# [Howto] Déclaration des revenus 2004 avec FireFox

## -freddy-

MAJ 26/03/2005

Pour les Français qui n'ont pas déclaré leurs revenus 2004, voici rapidement quelques remarques suite aux problèmes que j'ai rencontré lors de la déclaration online.

Adresse du site : http://www.impots.gouv.fr

Ma conf :

sun-jdk-1.5.0_02 (32bits) (JVM recommandée par le site)

FireFox 1.0.2 (32bits)

1. Installer un JRE 1.5 

Pour ne pas avoir de problème j'ai installé la JVM de Sun mais visiblement cela fonctionne avec la Blackdown. J'ai pris le JDK mais évidement le JRE suffit pour la déclaration.

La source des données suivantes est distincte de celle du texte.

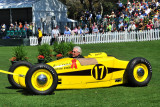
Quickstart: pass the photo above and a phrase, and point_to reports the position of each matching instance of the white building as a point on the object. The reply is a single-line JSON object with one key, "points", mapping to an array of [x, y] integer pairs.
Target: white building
{"points": [[44, 13]]}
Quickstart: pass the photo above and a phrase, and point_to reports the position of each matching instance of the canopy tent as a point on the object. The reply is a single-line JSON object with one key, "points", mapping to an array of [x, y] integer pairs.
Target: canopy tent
{"points": [[44, 13], [5, 4]]}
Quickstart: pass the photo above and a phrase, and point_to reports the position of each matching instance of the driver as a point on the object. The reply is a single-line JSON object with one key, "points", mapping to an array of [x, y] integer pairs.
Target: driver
{"points": [[76, 52]]}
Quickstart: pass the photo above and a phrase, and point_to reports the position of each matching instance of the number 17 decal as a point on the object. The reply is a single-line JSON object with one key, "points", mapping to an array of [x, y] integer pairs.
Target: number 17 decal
{"points": [[99, 72]]}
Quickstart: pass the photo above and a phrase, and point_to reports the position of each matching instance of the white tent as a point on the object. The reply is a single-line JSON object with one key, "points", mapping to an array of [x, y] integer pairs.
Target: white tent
{"points": [[44, 13]]}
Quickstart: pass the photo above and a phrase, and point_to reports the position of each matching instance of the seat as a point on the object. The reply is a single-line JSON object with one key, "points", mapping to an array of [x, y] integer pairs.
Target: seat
{"points": [[87, 61]]}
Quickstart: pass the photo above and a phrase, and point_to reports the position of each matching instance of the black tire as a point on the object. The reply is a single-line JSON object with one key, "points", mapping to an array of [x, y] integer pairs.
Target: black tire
{"points": [[49, 84], [139, 72], [13, 80]]}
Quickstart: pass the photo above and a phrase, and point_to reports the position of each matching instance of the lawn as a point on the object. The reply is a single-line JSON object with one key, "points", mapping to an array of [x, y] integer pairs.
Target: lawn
{"points": [[107, 97]]}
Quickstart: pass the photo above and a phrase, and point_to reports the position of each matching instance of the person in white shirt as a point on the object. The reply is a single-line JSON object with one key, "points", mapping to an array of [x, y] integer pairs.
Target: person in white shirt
{"points": [[132, 26], [54, 35]]}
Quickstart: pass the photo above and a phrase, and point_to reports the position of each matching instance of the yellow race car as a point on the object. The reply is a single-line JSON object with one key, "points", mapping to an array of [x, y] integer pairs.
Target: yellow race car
{"points": [[93, 71]]}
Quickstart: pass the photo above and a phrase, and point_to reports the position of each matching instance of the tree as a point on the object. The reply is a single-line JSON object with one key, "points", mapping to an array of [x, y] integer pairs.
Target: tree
{"points": [[76, 7]]}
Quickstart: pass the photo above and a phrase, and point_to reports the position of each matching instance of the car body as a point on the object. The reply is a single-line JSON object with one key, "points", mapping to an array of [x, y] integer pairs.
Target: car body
{"points": [[95, 70], [92, 71]]}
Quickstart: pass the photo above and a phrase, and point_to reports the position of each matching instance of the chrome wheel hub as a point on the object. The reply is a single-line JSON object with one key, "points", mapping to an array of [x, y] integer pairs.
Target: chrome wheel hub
{"points": [[140, 72], [42, 79]]}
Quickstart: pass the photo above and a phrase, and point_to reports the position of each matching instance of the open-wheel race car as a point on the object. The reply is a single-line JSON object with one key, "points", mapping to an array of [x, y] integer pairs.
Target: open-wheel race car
{"points": [[93, 71]]}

Pour l'installation cf guide java http://www.gentoo.org/doc/fr/java.xml

L'installation ne doit pas poser de problème sur l'architecture x86. 

Comme je suis passé à une architecture AMD64 il a fallut que j'installe la version 32bits pour avoir le plugin Mozilla. 

La manip est assez pénible, en gros il faut :

-> copier l'ebuild dans l'arbre portage perso (usr/local/portage)

-> modifier cet ebuild en remplacant linux-amd64.bin par linux-i586.bin et en remplacant x86 par amd64 dans les instructions alternatives if présentent un peu partout.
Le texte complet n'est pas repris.